2024年06月03日 | もう一冊読んでみた
水脈 2024.6.3

伊岡瞬さんの『水脈』を読みました。

 やや水量が増しているとはいえ、穏やかな流れの川面を眺める。
 ここを男女の死体が、まるで流木のように流れてきたのだろうか。
 だれも知らない暗黒の地下空間に大量の死体の山があり、すぐそばを流れる冷たい地下水脈に一つまた一つとこぼれ落ち、
 はるかに流れ下ってぽっかりと明るい地上の川に浮く。
 そんな光景を想像してしまった。


前半部分は、大した動きもなくぼくには退屈。
後半は、面白い展開でした。

ふたりの刑事、真壁と宮下コンビが味わい深い。

 会うのは----口をきいてくれるかどうかはまた別の問題だが----奥多摩分署の事件のとき以来となる。

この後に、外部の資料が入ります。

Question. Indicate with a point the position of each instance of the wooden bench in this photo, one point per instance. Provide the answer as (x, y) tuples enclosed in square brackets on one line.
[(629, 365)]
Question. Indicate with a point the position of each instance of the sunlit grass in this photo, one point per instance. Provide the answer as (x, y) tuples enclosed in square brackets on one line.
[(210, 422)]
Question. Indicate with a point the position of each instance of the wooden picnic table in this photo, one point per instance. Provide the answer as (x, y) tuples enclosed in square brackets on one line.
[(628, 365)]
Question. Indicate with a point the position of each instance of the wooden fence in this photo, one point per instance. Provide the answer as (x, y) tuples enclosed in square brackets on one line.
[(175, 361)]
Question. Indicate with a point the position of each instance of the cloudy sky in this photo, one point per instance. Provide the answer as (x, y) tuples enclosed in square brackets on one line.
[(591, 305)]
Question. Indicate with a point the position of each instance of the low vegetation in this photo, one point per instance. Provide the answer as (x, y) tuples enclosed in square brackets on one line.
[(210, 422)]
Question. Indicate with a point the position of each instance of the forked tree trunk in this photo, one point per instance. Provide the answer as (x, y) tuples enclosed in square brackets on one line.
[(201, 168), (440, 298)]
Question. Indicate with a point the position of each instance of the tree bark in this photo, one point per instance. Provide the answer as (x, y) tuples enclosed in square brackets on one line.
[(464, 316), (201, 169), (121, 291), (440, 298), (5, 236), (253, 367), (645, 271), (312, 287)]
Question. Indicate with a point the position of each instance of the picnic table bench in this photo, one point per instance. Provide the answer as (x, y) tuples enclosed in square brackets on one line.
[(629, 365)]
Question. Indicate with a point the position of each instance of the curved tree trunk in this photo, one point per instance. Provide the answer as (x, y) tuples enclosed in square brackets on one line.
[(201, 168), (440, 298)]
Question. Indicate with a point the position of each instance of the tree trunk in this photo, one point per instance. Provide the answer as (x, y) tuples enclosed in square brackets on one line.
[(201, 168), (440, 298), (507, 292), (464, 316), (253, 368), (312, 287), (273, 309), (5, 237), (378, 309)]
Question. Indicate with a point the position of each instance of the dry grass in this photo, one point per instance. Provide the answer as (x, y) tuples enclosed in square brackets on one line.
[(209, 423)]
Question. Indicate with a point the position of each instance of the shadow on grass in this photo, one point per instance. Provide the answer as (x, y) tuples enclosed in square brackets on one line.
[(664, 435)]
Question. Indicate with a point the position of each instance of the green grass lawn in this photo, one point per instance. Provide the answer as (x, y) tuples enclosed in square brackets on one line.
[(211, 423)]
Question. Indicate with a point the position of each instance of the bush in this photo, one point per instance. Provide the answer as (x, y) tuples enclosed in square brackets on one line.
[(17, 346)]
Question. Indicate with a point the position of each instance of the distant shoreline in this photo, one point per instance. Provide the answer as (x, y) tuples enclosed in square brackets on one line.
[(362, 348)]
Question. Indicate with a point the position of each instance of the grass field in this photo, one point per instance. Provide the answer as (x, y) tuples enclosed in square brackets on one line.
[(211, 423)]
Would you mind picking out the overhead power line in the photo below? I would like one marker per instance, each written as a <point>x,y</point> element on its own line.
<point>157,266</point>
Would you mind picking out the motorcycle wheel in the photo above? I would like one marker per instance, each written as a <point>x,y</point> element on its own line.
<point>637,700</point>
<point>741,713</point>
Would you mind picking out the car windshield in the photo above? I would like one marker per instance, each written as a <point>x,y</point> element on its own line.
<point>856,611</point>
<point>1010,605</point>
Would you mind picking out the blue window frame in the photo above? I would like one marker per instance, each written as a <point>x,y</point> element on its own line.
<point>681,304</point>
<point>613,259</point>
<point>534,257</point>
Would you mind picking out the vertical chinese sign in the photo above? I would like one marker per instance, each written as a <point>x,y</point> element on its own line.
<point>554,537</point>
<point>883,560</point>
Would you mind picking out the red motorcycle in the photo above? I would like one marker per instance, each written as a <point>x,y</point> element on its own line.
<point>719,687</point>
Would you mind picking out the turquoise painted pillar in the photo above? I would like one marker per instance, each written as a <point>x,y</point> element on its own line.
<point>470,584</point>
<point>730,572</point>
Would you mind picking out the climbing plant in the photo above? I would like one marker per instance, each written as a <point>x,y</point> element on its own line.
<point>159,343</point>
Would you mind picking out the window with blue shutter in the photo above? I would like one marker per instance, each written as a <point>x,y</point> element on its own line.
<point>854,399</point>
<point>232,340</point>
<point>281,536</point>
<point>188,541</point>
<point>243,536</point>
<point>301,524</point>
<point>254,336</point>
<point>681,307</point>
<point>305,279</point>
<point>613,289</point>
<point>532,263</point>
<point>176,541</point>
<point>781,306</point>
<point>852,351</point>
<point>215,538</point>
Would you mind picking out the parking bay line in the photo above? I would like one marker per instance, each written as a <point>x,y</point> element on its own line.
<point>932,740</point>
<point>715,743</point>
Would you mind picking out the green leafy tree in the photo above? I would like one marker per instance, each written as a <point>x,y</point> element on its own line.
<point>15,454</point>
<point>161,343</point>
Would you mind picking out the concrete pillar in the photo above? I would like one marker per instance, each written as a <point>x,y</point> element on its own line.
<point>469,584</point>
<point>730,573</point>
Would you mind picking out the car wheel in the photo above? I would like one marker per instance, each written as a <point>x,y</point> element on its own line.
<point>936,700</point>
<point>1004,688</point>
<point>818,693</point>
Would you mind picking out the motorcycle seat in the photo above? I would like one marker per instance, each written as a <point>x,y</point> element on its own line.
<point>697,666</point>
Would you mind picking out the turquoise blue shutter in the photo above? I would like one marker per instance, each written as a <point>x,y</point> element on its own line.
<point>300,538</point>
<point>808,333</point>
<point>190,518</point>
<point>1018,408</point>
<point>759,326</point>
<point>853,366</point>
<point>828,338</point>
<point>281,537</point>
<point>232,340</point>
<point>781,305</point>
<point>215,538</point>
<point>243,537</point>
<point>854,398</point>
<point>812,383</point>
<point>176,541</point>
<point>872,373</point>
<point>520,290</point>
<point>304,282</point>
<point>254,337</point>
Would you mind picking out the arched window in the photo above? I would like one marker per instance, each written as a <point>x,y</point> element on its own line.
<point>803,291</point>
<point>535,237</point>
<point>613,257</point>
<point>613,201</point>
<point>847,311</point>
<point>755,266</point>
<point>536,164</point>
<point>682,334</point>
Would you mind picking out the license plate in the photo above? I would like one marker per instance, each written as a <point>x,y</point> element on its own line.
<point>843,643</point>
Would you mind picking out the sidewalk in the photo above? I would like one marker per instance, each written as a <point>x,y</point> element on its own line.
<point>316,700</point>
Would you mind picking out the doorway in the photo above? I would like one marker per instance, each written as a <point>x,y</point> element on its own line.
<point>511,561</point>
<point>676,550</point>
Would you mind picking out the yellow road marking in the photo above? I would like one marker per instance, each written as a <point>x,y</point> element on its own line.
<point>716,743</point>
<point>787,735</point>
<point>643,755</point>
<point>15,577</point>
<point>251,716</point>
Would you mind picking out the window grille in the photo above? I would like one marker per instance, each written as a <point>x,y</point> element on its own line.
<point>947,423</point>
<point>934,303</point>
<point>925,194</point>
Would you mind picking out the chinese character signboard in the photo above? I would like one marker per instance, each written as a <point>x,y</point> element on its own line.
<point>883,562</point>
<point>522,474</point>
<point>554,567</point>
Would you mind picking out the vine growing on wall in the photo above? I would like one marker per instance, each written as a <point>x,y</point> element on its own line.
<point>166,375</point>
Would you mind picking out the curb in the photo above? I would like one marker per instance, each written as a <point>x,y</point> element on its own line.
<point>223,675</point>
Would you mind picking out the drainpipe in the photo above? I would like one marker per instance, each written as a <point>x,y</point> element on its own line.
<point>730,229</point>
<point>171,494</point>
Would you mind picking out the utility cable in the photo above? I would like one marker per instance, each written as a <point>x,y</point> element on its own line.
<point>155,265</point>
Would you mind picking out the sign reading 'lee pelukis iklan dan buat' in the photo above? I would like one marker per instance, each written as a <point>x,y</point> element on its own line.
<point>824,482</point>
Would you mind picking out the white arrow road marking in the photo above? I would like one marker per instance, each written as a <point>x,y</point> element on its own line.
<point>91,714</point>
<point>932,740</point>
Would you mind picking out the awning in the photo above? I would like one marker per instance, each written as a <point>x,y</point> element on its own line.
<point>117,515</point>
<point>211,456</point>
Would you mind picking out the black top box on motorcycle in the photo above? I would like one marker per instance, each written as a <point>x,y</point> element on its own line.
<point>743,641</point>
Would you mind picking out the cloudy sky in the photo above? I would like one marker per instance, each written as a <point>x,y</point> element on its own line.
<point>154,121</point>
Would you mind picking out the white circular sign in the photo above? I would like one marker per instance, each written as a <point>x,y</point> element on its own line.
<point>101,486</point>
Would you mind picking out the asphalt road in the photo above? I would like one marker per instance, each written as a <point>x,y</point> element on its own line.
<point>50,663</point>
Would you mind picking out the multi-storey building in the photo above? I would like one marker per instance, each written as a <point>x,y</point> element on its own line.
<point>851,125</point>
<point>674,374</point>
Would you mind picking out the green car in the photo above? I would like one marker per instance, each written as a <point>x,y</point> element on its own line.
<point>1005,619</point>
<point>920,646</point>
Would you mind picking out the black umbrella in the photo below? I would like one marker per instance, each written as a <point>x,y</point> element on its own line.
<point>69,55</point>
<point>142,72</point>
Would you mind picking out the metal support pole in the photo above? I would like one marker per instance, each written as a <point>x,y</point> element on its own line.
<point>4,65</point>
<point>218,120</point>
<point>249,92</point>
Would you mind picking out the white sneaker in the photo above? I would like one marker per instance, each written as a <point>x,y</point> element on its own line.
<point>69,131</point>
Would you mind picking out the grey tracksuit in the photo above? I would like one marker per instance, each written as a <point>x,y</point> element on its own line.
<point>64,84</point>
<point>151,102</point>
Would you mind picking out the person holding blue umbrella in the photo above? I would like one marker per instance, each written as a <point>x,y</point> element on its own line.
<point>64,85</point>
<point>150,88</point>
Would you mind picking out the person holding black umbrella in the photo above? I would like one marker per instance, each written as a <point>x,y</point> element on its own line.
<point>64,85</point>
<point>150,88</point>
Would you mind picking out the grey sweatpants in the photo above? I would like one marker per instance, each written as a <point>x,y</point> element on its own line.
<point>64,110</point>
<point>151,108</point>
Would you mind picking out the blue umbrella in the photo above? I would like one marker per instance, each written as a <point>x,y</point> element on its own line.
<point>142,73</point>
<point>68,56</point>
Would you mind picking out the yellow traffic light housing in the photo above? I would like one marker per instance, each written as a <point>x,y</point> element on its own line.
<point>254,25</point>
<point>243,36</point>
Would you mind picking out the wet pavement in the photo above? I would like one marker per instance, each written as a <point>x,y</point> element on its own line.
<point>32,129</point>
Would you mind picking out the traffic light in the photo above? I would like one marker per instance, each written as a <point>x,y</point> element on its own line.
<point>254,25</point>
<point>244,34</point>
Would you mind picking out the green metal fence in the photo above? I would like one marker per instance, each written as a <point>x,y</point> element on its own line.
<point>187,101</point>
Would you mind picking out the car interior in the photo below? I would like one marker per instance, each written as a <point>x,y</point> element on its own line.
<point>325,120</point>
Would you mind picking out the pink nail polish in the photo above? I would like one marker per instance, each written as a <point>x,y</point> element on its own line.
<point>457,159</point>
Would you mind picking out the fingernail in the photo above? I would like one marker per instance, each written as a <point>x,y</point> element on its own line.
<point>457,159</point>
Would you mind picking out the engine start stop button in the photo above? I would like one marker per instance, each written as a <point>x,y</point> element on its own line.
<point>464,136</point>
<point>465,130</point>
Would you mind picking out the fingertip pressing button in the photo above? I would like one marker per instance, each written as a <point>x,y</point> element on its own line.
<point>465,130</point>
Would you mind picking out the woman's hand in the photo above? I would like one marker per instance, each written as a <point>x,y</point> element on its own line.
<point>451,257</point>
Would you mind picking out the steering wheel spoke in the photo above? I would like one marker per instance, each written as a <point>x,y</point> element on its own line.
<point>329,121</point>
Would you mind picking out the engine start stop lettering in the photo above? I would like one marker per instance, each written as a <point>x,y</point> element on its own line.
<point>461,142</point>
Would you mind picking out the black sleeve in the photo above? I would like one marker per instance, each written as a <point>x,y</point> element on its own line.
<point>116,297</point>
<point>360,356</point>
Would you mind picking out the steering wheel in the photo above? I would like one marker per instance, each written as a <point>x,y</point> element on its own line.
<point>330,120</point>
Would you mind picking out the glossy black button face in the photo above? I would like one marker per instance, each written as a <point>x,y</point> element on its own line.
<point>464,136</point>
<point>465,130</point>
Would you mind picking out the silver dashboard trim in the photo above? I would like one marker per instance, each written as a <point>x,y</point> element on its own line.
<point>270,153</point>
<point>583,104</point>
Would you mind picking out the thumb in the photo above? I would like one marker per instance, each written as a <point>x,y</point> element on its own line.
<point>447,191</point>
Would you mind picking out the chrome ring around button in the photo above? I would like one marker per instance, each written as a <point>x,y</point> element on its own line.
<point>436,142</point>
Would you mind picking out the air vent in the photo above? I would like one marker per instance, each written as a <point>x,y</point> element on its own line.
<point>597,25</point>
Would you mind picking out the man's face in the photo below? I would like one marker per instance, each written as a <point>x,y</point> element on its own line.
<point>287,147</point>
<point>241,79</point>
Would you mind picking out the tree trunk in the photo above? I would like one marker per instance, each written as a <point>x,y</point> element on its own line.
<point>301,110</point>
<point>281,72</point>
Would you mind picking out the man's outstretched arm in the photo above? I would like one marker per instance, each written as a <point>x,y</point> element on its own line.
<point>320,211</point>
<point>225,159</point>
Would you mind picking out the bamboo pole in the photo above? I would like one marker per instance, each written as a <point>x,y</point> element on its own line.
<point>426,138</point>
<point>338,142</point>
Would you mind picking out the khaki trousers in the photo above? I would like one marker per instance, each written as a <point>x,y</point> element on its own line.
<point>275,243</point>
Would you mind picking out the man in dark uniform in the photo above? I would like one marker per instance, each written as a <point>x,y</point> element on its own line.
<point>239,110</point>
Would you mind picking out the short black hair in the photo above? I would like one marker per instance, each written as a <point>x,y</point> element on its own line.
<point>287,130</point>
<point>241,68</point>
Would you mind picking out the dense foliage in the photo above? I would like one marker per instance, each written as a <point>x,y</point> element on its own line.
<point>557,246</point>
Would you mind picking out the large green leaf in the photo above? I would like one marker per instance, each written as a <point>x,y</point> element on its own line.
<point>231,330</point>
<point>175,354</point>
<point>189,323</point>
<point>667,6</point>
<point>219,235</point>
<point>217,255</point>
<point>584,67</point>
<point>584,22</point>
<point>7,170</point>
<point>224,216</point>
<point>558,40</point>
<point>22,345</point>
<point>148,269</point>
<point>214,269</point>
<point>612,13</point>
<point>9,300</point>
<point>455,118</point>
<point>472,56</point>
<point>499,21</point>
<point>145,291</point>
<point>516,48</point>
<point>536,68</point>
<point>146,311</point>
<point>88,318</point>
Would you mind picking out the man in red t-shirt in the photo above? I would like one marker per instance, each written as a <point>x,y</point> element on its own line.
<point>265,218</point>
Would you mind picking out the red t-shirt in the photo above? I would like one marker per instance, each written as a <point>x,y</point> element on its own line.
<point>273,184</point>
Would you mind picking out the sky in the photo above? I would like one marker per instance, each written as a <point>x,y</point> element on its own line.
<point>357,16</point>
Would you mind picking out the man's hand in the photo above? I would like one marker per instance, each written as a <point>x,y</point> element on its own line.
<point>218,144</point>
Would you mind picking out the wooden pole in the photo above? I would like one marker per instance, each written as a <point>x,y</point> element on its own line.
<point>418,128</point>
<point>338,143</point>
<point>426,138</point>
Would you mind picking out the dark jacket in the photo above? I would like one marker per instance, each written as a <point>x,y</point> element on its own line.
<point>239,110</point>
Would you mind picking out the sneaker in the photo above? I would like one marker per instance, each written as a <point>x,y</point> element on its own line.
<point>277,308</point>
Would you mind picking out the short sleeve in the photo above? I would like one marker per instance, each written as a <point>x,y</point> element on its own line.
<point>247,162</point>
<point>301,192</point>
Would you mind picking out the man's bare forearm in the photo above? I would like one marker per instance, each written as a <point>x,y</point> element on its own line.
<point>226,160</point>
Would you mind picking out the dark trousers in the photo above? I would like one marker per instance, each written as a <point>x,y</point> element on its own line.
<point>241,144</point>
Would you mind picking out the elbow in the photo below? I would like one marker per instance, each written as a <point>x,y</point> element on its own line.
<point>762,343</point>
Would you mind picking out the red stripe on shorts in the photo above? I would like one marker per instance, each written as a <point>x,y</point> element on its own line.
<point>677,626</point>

そして、あのときの一件が片付いたら辞める決意でいた真壁を、もっとも強く引き留めたのは、ほかでもない蔦警部だった。
 「あんなはみ出し者は辞めさせろ」の声が吹き荒れる中、「獲物を姪えてくる犬に、行儀は二の次だ」と言い放って矢面に立った。
 恩人でもあり、煙たいどころではない存在でもある。天敵ともいえた久須部警部が去った今、警察において真壁が唯一心底苦手にしている相手だ。


物語の中に、真壁と宮下が取り組んだ過去の事件のことが、たびたび触れられている。
そのあたりの経緯が知りたいので、今度『』を読んでみるつもりです。

 使い道に困るほど俄にあぶく銭を得るものと、幼い子供に菓子パンー個をあずけ身を粉にしてパートをかけ持ちする単身の親たち。
 不公平感や鬱屈した不満は、やがてはっきりとした理由を持たない怒りを生むことになる。
 とにかく腹が立つ、世の中のすべてが気に入らない、そんな、おそらくは自身にもうまく表現できない不満が、世の中に、いや世界中に満ちている。いくつもの国で中道の政権が倒れ、左にしろ右にしろ過激な主張が支持される時代になった。
 ある者は自暴自棄になり、夢を拾て、我が身を滅ぼす道を選ぶ。
 そしてある者は、その怒りを外へと向ける。

 その不満や鬱屈は、最初は森の中でひっそりと湧き出た泉かもしれない。山肌を滴り落ちる雫かもしれない。もしかすると、そのまま蒸発するか大地に浸み込んで消えてゆくものもあるだろう。しかし、いくつかは消えずに細いひと筋の流れとなる。